Is there a correlation between HIV or the meds causing Addisons? I've been HIV+ for 14 yrs and now diagnosed with Addisons, after a long grueling time of hurry-up & wait tests.

Answer

Hello,

Addison's disease or primary adrenal insufficiency (AI) can occur in HIVers, particularly in those who have had steroid (glucocorticoid) exposure. A stepwise diagnostic strategy is necessary to make this diagnosis and often requires consultation with an experienced endocrinologist to (1) confirm the diagnosis, (2) distinguish primary from central adrenal insufficiency and (3) investigate the underlying cause.

Use of certain steroid medications appears to be the most common cause for AI in HIVers. In patients with advanced HIV disease, adrenal insufficiency (Addison's disease) can be caused by adrenal gland infection. Infectious agents include tuberculosis, CMV, Cryptococcus, Nocardia, Mycobacterium avium intercellulare, Histoplasmosis capsulatum and HIV itself. Infiltration of the adrenal gland by malignant tumor, either unrelated or related to immunosuppression (Kaposi's sarcoma, lymphoma, etc.), can also lead to AI. Medications causing primary adrenal insufficiency, which are used more frequently in HIVers, included ketoconazole, fluconazole and rifampin. Unrelated to HIV disease and similar to the general population, AI may result from adrenal hemorrhage or autoimmune adrenalitis.

As you can see, the differential diagnosis for the cause of Addison's disease in HIVers is complex. This may account somewhat for your "long grueling time of hurry-up & wait tests" before your diagnosis was confirmed.

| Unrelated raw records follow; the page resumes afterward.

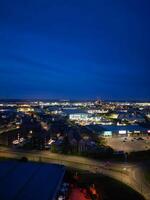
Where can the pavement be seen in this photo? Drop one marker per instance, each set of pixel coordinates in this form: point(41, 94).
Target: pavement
point(128, 173)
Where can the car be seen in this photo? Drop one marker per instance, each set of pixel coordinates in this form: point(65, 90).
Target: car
point(140, 138)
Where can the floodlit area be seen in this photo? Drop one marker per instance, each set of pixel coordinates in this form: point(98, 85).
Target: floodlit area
point(129, 144)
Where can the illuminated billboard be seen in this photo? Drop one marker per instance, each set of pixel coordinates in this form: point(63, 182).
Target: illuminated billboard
point(107, 133)
point(122, 132)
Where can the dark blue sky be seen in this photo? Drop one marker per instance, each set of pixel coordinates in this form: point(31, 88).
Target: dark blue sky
point(75, 49)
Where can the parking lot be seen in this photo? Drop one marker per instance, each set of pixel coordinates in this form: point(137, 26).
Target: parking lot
point(129, 144)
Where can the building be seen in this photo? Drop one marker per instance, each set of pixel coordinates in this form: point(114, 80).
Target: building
point(110, 130)
point(27, 180)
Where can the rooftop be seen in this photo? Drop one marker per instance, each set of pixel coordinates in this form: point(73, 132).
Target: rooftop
point(27, 180)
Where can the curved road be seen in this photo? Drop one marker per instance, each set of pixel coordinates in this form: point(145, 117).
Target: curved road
point(128, 173)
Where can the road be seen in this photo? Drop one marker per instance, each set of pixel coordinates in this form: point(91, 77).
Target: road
point(128, 173)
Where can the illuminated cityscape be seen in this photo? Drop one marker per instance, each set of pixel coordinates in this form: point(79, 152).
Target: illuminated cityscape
point(74, 100)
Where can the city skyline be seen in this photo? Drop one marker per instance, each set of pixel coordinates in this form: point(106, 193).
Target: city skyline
point(74, 50)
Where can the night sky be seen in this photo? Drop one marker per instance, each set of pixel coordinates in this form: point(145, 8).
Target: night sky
point(75, 49)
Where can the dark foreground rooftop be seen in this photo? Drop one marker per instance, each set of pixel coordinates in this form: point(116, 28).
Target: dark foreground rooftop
point(27, 180)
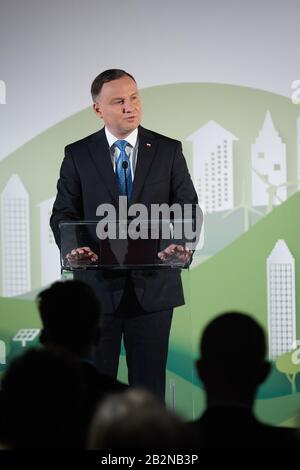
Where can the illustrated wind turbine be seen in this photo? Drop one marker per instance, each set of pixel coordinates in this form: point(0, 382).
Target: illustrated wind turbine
point(247, 209)
point(273, 188)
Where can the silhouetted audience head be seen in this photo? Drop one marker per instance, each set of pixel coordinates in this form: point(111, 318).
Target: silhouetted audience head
point(134, 421)
point(70, 314)
point(232, 357)
point(41, 402)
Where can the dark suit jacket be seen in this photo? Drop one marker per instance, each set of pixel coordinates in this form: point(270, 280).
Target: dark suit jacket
point(87, 179)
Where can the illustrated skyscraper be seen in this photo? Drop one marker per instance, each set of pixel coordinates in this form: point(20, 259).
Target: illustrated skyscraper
point(15, 241)
point(50, 263)
point(213, 167)
point(268, 160)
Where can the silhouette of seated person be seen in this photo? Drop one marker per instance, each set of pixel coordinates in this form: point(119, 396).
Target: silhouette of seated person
point(135, 421)
point(71, 321)
point(231, 366)
point(42, 403)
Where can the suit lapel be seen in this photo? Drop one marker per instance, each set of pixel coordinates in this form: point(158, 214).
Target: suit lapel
point(100, 153)
point(146, 153)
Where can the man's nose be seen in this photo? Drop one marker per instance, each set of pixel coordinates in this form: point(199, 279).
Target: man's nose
point(128, 107)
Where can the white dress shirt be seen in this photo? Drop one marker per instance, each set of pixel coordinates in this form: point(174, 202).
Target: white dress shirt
point(131, 149)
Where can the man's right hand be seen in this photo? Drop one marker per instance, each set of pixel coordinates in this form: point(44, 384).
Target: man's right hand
point(82, 256)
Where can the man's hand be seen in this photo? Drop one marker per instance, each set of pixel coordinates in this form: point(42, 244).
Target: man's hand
point(175, 253)
point(81, 257)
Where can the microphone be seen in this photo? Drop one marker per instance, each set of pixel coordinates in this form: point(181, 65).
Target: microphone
point(125, 166)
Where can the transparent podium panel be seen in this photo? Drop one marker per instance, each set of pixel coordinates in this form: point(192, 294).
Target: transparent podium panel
point(129, 244)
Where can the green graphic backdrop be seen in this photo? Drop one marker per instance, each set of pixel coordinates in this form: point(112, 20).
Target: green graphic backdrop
point(230, 274)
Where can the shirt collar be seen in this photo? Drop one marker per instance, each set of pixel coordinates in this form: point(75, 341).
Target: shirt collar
point(131, 138)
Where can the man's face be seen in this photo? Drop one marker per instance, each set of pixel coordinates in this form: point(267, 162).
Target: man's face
point(119, 105)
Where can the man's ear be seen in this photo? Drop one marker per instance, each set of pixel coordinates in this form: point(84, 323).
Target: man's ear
point(97, 110)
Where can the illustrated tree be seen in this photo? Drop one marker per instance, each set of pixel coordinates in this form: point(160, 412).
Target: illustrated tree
point(289, 364)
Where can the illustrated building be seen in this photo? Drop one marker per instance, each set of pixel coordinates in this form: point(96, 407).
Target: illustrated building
point(50, 261)
point(281, 300)
point(15, 240)
point(213, 167)
point(268, 160)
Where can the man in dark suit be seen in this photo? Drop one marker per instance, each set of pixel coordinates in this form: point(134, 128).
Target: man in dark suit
point(137, 305)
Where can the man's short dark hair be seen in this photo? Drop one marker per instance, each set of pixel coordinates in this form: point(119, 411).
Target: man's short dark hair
point(70, 312)
point(105, 77)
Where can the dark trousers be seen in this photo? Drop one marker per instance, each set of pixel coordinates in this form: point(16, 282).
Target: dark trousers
point(146, 340)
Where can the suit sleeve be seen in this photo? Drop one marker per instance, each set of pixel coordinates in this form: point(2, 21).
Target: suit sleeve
point(183, 193)
point(68, 203)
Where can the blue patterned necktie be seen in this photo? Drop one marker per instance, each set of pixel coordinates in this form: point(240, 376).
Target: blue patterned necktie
point(120, 172)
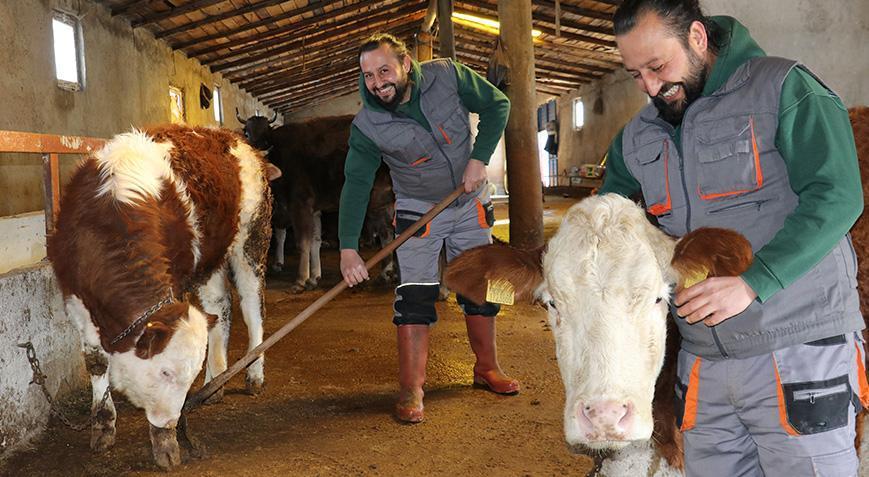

Glucocorticoid-induced adrenal suppression in HIV deserves special comment. Over the past decade there have been increasing reports of AI in HIVers who have taken glucocorticoids. Most of these reports have been in HIVers on inhaled fluticasone with concomitant antiretrovirals (HAART). AI has also been reported with (1) inhaled budesonide, (2) topical steroids and (3) intermittent local steroid injections (intraocular, intra-articular and soft tissue). In this case, the cause of adrenal insufficiency appears to be a pharmacological interaction between the glucocorticoids and the antiretrovirals. In case there are any pharmacology geeks reading this post, I'll briefly mention the proposed mechanism of interaction (with apologies to my readers who might get lost in the scientific mumbo jumbo). The body's principal pathway for metabolizing glucocorticoids (steroids) is via the cytochrome P450 enzyme CYP3A4, which is also inhibited by some HIV protease inhibitors, including low-dose ritonavir. Ritonavir therefore can "boost" the concentration of steroids (not allowing them to be metabolized), leading to systemic effects such as adrenal suppression while using doses and routes of administration previously thought to be relatively safe. Many of the details involved with the glucocorticoid-ritonavir interaction are still being elucidated.

OK, I realize this is probably way more information than you wanted, but I realized this was one topic I had not addressed in detail in this forum and decided to seize the opportunity. (In addition I'm stuck in the Phoenix airport waiting for a delayed flight to San Francisco. The combination of unanticipated "extra" time waiting to board plus way too many espressos has increased my already loquacious nature. OK, OK, I'll stop now.)